Alex Winter’s look at the multi-hyphenate is an expansive two hours bolstered by its unseen footage and stellar editing.
He went by Frank having thought his birth name was Francis Vincent Zappa. It wasn’t until his mid-20s that he discovered his name wasn’t Francis; it was indeed Frank. It’s a fun side note, sure, but it’s also pretty fitting. As his name got tighter, his sonic style became more specific, much more himself from his own perspective. Later, as he became more mature in the traditional sense, his punkier sensibilities expressed themselves in more literal ways. There was music, of course, but also an uptick in speech and activism. The same voice was there. It just became easier to digest and, for a few people, more effective.
By his last years, he even came full circle to his childhood exploits as a composer. Going from Edgard Varèse to 200 Motels and back again is definitely a path one can take, and Zappa does a commendable job at echoing that sort of coke-adjacent counter-culture chaos the artist spun together so uniquely. Is it a clear narrative? Yes, but that’s not necessarily bad. This is about one of the most eccentric multi-hyphenates of the 20th century. Of course the impressionistic bent leaves far more of an impression, and thank God for that.

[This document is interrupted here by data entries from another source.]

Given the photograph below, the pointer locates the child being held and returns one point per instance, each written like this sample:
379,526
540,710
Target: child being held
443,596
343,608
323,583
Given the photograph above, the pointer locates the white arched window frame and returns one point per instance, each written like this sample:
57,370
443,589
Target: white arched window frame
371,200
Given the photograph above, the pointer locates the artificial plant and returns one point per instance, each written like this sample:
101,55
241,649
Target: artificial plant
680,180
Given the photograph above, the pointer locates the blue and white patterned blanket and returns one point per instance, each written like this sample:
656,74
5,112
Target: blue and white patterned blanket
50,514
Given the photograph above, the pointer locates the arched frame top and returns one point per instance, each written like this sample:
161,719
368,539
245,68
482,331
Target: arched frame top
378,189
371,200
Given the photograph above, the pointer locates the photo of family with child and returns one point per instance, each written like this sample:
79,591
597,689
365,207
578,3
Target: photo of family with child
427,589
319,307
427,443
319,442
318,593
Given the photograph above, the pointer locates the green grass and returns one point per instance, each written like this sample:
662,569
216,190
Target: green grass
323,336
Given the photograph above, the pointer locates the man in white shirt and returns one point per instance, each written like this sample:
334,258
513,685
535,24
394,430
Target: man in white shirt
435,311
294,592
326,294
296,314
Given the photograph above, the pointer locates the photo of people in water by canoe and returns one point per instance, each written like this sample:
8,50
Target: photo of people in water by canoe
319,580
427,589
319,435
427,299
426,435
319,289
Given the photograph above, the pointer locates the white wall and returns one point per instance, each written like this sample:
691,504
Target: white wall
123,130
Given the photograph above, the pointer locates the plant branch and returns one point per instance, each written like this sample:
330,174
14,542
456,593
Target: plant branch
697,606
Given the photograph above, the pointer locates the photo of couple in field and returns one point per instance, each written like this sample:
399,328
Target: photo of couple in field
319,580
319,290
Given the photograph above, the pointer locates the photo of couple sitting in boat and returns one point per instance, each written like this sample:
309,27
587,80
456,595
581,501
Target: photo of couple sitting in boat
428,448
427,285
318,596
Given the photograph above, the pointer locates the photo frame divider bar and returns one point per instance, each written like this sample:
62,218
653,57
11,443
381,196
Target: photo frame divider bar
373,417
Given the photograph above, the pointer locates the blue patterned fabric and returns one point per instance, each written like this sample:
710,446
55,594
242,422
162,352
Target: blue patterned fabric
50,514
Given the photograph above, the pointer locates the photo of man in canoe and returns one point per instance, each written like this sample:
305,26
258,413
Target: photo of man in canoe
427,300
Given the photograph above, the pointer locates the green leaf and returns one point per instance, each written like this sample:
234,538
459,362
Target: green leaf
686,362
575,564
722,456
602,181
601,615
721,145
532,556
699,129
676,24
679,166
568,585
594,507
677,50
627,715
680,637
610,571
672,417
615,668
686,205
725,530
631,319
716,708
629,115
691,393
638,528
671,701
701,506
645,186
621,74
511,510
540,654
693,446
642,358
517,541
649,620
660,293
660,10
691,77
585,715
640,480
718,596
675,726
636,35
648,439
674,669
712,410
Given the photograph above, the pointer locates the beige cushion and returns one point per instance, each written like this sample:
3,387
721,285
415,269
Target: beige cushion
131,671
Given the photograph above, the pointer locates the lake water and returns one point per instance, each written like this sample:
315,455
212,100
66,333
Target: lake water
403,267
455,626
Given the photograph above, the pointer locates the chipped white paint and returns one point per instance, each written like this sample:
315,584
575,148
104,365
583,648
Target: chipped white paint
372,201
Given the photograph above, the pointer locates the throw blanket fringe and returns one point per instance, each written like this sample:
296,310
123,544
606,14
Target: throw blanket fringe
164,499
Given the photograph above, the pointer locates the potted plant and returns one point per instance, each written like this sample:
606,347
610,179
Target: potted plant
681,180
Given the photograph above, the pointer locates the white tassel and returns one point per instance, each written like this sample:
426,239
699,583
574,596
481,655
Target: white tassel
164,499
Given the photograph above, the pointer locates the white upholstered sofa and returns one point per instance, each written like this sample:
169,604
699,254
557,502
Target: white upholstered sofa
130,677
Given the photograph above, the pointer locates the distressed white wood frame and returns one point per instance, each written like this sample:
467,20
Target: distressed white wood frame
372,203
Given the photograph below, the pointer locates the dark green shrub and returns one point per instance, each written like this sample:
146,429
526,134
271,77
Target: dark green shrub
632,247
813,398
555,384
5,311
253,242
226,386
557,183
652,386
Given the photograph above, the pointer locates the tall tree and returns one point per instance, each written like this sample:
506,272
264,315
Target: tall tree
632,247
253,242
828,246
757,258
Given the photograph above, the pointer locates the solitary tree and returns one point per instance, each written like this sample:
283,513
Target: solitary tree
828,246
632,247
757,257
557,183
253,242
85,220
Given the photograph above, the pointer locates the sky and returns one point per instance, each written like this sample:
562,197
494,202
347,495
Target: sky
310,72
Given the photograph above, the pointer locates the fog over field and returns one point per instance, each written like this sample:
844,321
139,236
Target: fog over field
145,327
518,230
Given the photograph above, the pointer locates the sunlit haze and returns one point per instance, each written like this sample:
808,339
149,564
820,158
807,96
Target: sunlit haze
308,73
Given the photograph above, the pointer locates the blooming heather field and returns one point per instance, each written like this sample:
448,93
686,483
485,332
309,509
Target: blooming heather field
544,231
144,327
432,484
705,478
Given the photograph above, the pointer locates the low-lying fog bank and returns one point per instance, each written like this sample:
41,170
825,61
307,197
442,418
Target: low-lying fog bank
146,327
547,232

The usual pieces are there—the talking heads, the oodles of archive footage. What makes it work here, though, is how the documentary plays with those tropes, largely thanks to director Alex Winter (yes, that Alex Winter). Not surprisingly, his composition is that of a musician’s. Footage of and by Zappa as a child splits and stitches itself together. It’s at the film’s, and its subject’s, starting point, that Winter plows through the interviews as if he’s itching to get to the other side. It’s not the steadiest structure, but the point is always there.
Zappa does a commendable job at echoing that sort of coke-adjacent counter-culture chaos the artist spun together so uniquely.
If anything, how Zappa introduces its more familiar components is the weakest link if anything. It never stops in its tracks, but the shift from impressionistic to verbal is jarring enough to feel less like the film telegraphing its own technical arc than a dip into convention, causing the pacing to hiccup and focus to shift. Thankfully, the talking heads are varied enough to evade fluff for the most part. Contemporaries such as Ruth Underwood are more appreciative than praising. Some quick clips of Zappa’s late wife, Gail, further deconstruct his aura by recalling him from a much more familiar perspective.
By the time Bruce Bickford’s ‘70s and ‘80s stop-motion work snakes through, the personal and professional become opposite sides of the same illusion. Despite the plethora of unearthed footage, it’s Mike J. Nichols’ editing that keeps the flow. It keeps the flow by letting it sway back and forth, speeding and stuttering through its themes to blur them together. It’s so light that it avoids turning into simple collage work. Instead, it solidifies Winter’s vision of turning Zappa’s life into a tone poem, and it does so without objectifying or deifying him.
Its issues end up milder, and Winter and Nichols largely absolve themselves of a few inconsistencies. Material not alluding to but directly referencing Zappa’s influence across the globe is early on. It then disappears for about an hour without mention, yet with this comes Zappa’s own growing pains. The scope expands. The impact, like the man himself, is similar even if it appears more mature. From his impacts to his attempts, Winter’s film shows a reverence—within reason. Just because he was grandiose doesn’t make him some sort of god, even with his talents. He’s still Frank, and that’s more than enough.
Zappa hits VOD this Friday, November 27.